James McGraw had been cautioned beforehand to expect the oddity of Lord Hamilton's dæmon, had been told it was some little species of exotic desert deer, endemic to the Holy Land no less, and a buck to boot.

Despite the slurs others would bestow upon James due to his humble origins he is not so uncouth as to gawk at every unusual dæmon which crosses his path, but he still can't help following Astraea's gaze and glancing down to furtively take the dæmon's measure the moment Lord Hamilton first turns his back, studying his infantile delicacy, the shockingly frail-looking legs and the slender, graceful neck, the elegant sweep of his slim, ribbed horns, the wide ears splaying out almost to as great a length on either side, and the small, sweet head with its stripes of creamy white edged below with brown running along either cheek and over the enormous, beautiful, wide-set eyes gazing forthrightly into James' own, deep and dark and placid as lakes at midnight, studying James and Astraea in turn.
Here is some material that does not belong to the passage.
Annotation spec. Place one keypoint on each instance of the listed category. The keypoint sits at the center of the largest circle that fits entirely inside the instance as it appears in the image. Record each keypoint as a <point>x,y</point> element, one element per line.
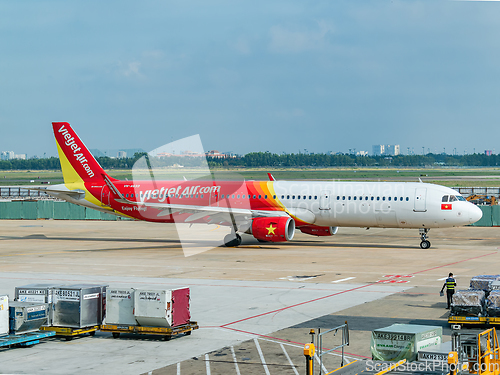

So this is a gazelle. He is much smaller than James would have expected, his shoulder not quite waist-high, petite to the point where it is difficult to believe that this is what a real specimen would look like fully grown. That he has not merely taken the form of a fawn with a very premature rack.

As the lord draws ahead his dæmon gives a sprightly start and seems almost to spring to his side with just a flash of his long, spindly limbs, dainty cloven hooves tripping into a light, playful clip on the flagstone steps, and James is struck by how flawlessly he seems to hold within the very fineness of his make both the fresh, wild innocence abundantly natural to the most unspoiled of youth, and some ancient, exalted manner of biblical timelessness, an uncompromisingly divine kindness which goes far beyond James' ken.

He sees this suggestion of kindness acted out by the lord later, over and over, in the way he's taken aback and reflexively averts his eyes from the thrashing body of the executed pirate even as his gazelle watches impassively, unblinking, until the man chokes out his last breath and his dæmon disintegrates into nonexistence amidst the rabble's jeers; sees it in the insistence with which the lord charms the unfortunates into accepting the extra bit of coin and courtesy; the way he addresses street urchins with as much respect as he does nobles with land and titles to their names. Even so James would have been tempted to believe it all a performance, for certainly he sees in Thomas Hamilton that self-awareness inescapable to one who has heard often enough the rumors of messianic madness spread by detractors of his philanthropy, although it is an awareness matched by an unconcern so blithe and confident that it tips almost all the way over into willful ignorance once more.

And yet. The gazelle is always watching, alert and calm and somber, his lithe, energetic loveliness tempered by the aching poise of deep, sorrowful insight. He watches, stands witness, even when Thomas himself seems as if he cannot bear to. Enigmatic duality giving lie to one illusion even as truth is lent to another.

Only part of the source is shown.